A security guard walks past a picture showing an image of imprisoned Aung San Suu Kyi displayed on the front gate of the British embassy in the Indonesian capital in late February.

Yangon, Myanmar (CNN) -- Myanmar's ruling junta has announced a new election law that disqualifies pro-democracy leader Aung San Suu Kyi from participating in upcoming national elections.

The Political Parties Registration Law, announced in state-run newspapers Wednesday, excludes electoral participation by members of a political party if they have been convicted in court.

A Myanmar court convicted Suu Kyi, 64, last August for breaching the terms of her house arrest after American John Yettaw swam uninvited to her lakeside house in Yangon and briefly stayed there. Her ongoing detention was extended to this November, and last month a court rejected her appeal for freedom.

Suu Kyi's supporters have said the conviction was a way to remove her from the election campaign. The Nobel Peace Prize laureate has spent 14 of the past 20 years under house arrest.

The new law forces Suu Kyi's party, the National League for Democracy (NLD), to choose between honoring her as its leader and risking the party being declared illegal or ejecting Suu Kyi from the party and contesting the election.

The NLD has 60 days to decide its course of action, but party spokesman Nyan Winn said Wednesday that the party would not comply with the new law.

Suu Kyi, the iconic face of democracy in Myanmar, also known as Burma, was placed under house arrest in 1989.

The next year, the NLD won more than 80 percent of the legislative seats in the first free elections in the country in nearly 30 years. But the military junta disqualified Suu Kyi from serving because of her house arrest and never recognized the election results.

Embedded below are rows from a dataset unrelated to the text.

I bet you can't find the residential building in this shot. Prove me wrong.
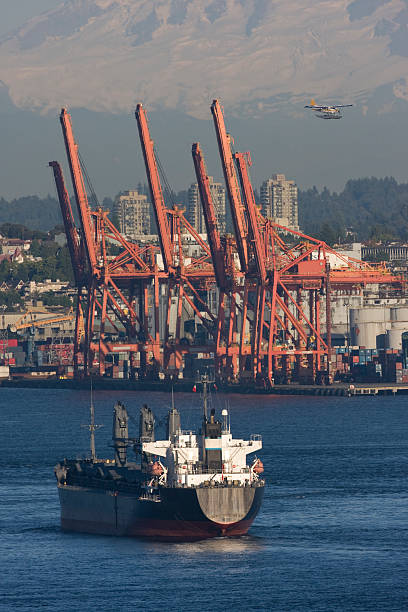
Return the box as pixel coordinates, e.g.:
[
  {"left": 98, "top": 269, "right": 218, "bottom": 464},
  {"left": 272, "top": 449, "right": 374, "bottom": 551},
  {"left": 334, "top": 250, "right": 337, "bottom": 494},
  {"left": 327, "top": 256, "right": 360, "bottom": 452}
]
[
  {"left": 186, "top": 176, "right": 226, "bottom": 234},
  {"left": 113, "top": 190, "right": 150, "bottom": 240},
  {"left": 261, "top": 174, "right": 299, "bottom": 231}
]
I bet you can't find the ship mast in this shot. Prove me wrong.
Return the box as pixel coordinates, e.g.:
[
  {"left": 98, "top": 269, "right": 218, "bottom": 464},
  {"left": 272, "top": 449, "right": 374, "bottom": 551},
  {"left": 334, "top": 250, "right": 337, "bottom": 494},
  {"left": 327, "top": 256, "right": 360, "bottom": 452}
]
[{"left": 82, "top": 378, "right": 103, "bottom": 463}]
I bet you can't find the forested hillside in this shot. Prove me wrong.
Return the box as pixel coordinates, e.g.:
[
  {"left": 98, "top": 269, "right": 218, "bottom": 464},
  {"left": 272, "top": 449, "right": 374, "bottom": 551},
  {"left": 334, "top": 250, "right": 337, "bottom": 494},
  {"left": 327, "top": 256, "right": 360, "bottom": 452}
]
[
  {"left": 299, "top": 177, "right": 408, "bottom": 242},
  {"left": 0, "top": 177, "right": 408, "bottom": 243}
]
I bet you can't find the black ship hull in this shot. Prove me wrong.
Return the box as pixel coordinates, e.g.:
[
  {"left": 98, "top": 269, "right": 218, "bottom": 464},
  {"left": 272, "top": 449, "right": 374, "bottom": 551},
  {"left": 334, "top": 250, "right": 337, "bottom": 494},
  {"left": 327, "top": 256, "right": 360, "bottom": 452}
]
[{"left": 58, "top": 484, "right": 264, "bottom": 541}]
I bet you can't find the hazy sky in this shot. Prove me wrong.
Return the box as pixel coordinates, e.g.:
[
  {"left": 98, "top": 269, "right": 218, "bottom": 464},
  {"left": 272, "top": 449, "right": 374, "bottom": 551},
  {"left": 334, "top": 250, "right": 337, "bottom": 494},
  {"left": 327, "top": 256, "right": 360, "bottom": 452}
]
[
  {"left": 0, "top": 0, "right": 58, "bottom": 36},
  {"left": 0, "top": 0, "right": 408, "bottom": 199}
]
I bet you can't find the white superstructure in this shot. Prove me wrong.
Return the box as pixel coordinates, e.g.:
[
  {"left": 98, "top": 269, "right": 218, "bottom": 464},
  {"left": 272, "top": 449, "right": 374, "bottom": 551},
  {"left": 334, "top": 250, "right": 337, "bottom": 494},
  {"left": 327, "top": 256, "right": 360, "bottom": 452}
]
[{"left": 142, "top": 410, "right": 262, "bottom": 487}]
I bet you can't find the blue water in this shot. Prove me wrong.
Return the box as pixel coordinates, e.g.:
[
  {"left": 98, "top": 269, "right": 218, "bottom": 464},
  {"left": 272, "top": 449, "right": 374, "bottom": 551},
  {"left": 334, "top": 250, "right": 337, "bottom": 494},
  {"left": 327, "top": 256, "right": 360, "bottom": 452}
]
[{"left": 0, "top": 389, "right": 408, "bottom": 612}]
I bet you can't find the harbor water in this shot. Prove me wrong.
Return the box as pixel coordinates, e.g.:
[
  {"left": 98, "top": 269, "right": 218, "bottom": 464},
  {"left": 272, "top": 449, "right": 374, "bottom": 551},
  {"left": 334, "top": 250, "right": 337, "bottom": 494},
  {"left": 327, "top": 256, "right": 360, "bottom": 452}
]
[{"left": 0, "top": 388, "right": 408, "bottom": 612}]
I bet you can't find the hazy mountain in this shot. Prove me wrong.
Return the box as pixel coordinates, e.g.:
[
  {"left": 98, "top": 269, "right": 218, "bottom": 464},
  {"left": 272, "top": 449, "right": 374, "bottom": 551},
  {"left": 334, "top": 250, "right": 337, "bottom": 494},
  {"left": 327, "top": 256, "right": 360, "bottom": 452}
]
[{"left": 0, "top": 0, "right": 408, "bottom": 117}]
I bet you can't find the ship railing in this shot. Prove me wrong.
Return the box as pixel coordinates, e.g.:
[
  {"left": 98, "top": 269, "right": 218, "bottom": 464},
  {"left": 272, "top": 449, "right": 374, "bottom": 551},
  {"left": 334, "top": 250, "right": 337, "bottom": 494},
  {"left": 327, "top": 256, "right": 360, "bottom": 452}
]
[
  {"left": 250, "top": 434, "right": 262, "bottom": 442},
  {"left": 181, "top": 466, "right": 251, "bottom": 476}
]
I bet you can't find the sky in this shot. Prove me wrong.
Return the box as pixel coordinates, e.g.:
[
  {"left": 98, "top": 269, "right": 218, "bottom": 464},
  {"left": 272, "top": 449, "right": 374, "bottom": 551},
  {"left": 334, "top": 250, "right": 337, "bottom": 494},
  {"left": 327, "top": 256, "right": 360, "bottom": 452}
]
[
  {"left": 0, "top": 0, "right": 57, "bottom": 36},
  {"left": 0, "top": 0, "right": 408, "bottom": 200}
]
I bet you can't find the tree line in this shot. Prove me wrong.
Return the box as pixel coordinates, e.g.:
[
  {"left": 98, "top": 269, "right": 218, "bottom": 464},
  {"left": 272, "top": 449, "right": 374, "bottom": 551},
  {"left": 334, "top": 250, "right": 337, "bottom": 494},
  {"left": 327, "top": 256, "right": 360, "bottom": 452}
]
[{"left": 0, "top": 177, "right": 408, "bottom": 244}]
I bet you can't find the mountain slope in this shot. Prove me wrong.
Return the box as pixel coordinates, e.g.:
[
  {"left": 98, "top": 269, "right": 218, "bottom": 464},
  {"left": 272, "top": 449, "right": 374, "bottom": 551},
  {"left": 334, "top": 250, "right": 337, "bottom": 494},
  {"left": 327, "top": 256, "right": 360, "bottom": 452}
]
[{"left": 0, "top": 0, "right": 408, "bottom": 117}]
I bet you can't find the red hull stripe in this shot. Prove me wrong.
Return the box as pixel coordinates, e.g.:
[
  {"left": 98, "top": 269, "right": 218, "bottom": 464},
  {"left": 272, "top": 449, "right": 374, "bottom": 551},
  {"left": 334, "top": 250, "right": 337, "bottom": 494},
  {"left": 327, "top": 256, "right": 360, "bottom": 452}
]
[{"left": 61, "top": 519, "right": 253, "bottom": 540}]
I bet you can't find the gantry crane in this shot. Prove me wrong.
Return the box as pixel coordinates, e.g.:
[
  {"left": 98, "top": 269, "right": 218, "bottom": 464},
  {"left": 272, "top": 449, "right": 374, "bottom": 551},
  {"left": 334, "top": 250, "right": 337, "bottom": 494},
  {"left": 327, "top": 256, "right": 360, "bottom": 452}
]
[{"left": 50, "top": 100, "right": 401, "bottom": 384}]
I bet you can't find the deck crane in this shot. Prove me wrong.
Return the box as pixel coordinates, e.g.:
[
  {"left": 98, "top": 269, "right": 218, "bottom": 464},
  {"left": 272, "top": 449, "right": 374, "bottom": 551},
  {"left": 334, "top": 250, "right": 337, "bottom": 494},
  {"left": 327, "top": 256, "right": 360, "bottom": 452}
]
[
  {"left": 48, "top": 161, "right": 84, "bottom": 287},
  {"left": 135, "top": 104, "right": 173, "bottom": 272},
  {"left": 211, "top": 100, "right": 248, "bottom": 273},
  {"left": 192, "top": 142, "right": 228, "bottom": 290}
]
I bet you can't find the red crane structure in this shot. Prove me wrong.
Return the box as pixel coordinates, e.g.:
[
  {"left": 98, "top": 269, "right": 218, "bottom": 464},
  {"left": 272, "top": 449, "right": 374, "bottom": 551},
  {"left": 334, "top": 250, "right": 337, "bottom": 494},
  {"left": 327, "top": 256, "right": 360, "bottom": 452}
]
[{"left": 50, "top": 100, "right": 401, "bottom": 385}]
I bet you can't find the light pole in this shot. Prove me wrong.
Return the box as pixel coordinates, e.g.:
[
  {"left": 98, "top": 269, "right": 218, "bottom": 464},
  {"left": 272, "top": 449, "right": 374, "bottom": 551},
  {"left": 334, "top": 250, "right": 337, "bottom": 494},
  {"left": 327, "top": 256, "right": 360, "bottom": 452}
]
[{"left": 343, "top": 300, "right": 350, "bottom": 350}]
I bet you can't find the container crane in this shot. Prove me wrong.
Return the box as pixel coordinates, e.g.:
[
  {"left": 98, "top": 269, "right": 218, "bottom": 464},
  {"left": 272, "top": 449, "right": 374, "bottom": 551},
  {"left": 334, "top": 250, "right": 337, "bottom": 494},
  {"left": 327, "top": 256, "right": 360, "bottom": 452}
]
[
  {"left": 211, "top": 100, "right": 248, "bottom": 273},
  {"left": 135, "top": 104, "right": 173, "bottom": 272},
  {"left": 48, "top": 161, "right": 84, "bottom": 287}
]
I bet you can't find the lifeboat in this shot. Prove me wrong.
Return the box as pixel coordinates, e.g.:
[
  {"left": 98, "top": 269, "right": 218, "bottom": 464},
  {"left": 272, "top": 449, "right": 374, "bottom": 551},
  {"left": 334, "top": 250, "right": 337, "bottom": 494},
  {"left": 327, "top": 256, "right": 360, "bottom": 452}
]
[
  {"left": 150, "top": 461, "right": 164, "bottom": 476},
  {"left": 252, "top": 459, "right": 264, "bottom": 474}
]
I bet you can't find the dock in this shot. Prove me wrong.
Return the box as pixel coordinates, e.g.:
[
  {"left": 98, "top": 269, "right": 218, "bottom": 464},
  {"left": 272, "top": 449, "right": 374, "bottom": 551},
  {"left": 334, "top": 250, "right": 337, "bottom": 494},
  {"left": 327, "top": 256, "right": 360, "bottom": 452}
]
[{"left": 0, "top": 378, "right": 408, "bottom": 397}]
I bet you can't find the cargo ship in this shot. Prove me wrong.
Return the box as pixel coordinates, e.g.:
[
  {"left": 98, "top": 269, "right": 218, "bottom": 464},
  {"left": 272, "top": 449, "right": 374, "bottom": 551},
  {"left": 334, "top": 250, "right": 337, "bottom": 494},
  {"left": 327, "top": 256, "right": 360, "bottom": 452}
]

The junta has promised to hold elections -- which would be the first since 1990 -- later this year, touting them as a step toward democracy. No polling date has been set yet.

The new government stipulation is the latest political hurdle for Suu Kyi.

She was already banned from becoming president by Myanmar's recently amended constitution, which prohibits presidents and their parents, spouses and children from owing allegiance to another country.

Suu Kyi was married to British academic Michael Aris, who died in 1999, and has two sons with him.

The United States considers Myanmar's military regime repressive for cracking down on political opposition, the most prominent of whom is Suu Kyi. However, after years of refusing direct talks with the reclusive nation, Washington has recently indicated a possible re-engagement.